AMDKFD Has A Big Batch Of Improvements For The Mainline Linux Kernel

Written by Michael Larabel in Radeon on 28 April 2019 at 07:25 AM EDT. 4 Comments
RADEON
There hasn't been much to report on recently for Radeon's AMDKFD driver that serves as the kernel code for the Radeon GPU compute stack and part of the company's ROCm offering. AMDKFD work hasn't let up but has just been queuing for a while in the amd-kfd-staging Git branch and now there are a host of improvements to be mainlined.

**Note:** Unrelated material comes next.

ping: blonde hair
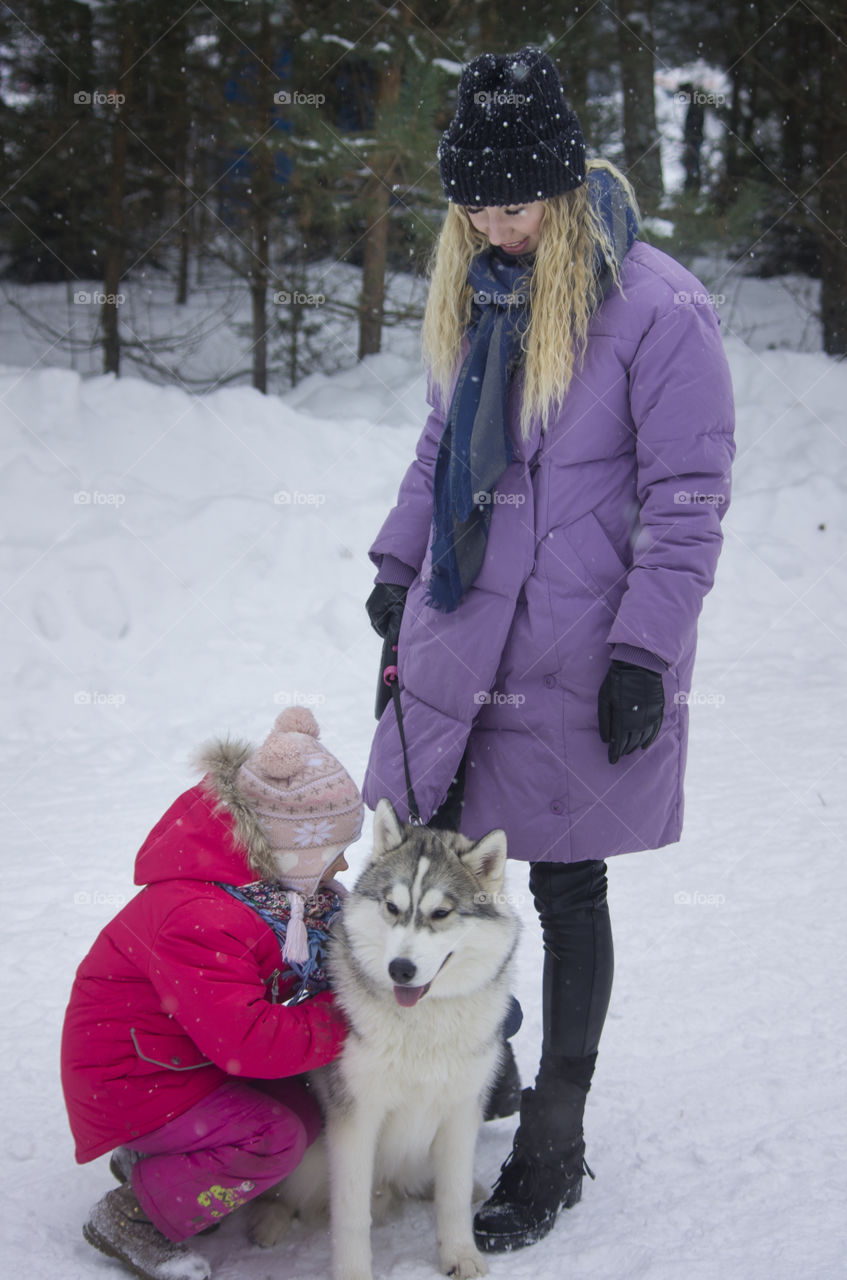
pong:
[424,160,638,436]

Longtime AMD developer Felix Kuehling sent out a set of 27 patches on Sunday providing numerous improvements and fixes to AMDKFD that are now ready for the mainline kernel.
* Support for VegaM
* Support for systems with multiple PCI domains
* New SDMA queue type that's optimized for XGMI links
* SDMA MQD allocation changes to support future ASICs with more SDMA queues
* Fix for compute profile switching at process termination
* Fix for a circular lock dependency in MMU notifiers
* Fix for TLB flushing bug with XGMI enabled
* Fix for artificial GTT system memory limitation
* Trap handler updates

The Vega M support is notable for those with the Intel CPUs bearing Radeon graphics. The new SDMA queue type will be important moving forward with XGMI and EPYC 2 workstations/servers and the other optimizations and fixes are always welcome.

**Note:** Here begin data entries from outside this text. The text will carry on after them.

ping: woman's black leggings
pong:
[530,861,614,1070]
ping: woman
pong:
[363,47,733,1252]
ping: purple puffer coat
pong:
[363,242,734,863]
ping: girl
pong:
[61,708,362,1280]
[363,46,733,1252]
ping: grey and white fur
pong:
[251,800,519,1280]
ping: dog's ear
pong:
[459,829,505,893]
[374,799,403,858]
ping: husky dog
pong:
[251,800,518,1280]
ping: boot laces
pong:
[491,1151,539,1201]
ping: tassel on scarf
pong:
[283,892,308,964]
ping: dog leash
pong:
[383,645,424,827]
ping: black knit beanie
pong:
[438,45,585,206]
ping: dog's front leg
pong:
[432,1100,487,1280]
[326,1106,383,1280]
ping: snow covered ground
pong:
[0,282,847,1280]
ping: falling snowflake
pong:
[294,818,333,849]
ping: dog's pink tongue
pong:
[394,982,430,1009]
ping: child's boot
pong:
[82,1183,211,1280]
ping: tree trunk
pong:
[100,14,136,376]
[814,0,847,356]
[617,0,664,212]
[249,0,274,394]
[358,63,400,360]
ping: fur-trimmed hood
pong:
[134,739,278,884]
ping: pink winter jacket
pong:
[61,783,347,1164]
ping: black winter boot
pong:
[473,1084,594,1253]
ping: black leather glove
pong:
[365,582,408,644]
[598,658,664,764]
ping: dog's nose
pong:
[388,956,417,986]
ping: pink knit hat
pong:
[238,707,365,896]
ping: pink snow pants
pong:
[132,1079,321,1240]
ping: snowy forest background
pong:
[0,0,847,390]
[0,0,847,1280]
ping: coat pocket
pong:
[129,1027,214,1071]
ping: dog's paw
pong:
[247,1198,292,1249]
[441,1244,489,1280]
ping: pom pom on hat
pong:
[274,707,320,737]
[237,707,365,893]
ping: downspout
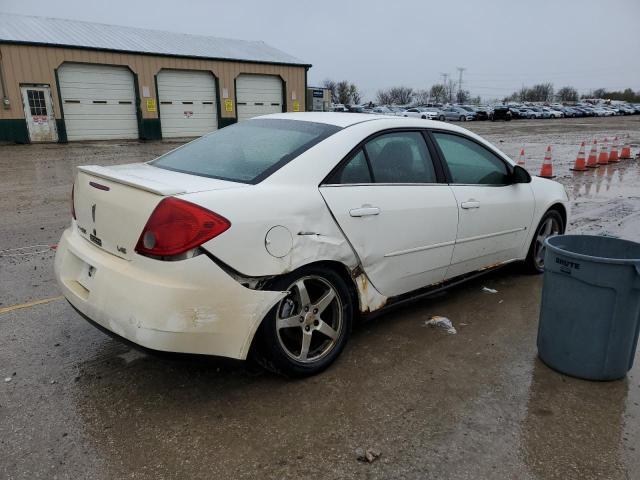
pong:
[0,50,10,110]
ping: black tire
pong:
[252,266,357,377]
[524,210,565,274]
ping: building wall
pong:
[0,44,306,141]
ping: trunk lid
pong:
[74,163,246,260]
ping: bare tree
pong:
[349,83,362,105]
[336,80,351,105]
[456,90,471,103]
[557,87,578,102]
[413,90,431,105]
[322,78,338,103]
[376,89,393,105]
[429,83,447,103]
[389,87,413,105]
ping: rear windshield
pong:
[151,119,340,184]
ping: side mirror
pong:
[511,165,531,183]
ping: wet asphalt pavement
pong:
[0,116,640,479]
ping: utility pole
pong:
[440,73,451,103]
[456,67,466,101]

The patches are out there for testing. It remains to be seen if this work will still get pulled into DRM-Next for the upcoming Linux 5.2 cycle considering the period of new material to DRM-Next is largely over, but we'll see if it squeezes in otherwise is delayed until Linux 5.3. As well, come Linux 5.3 hopefully we'll see Navi support in tow.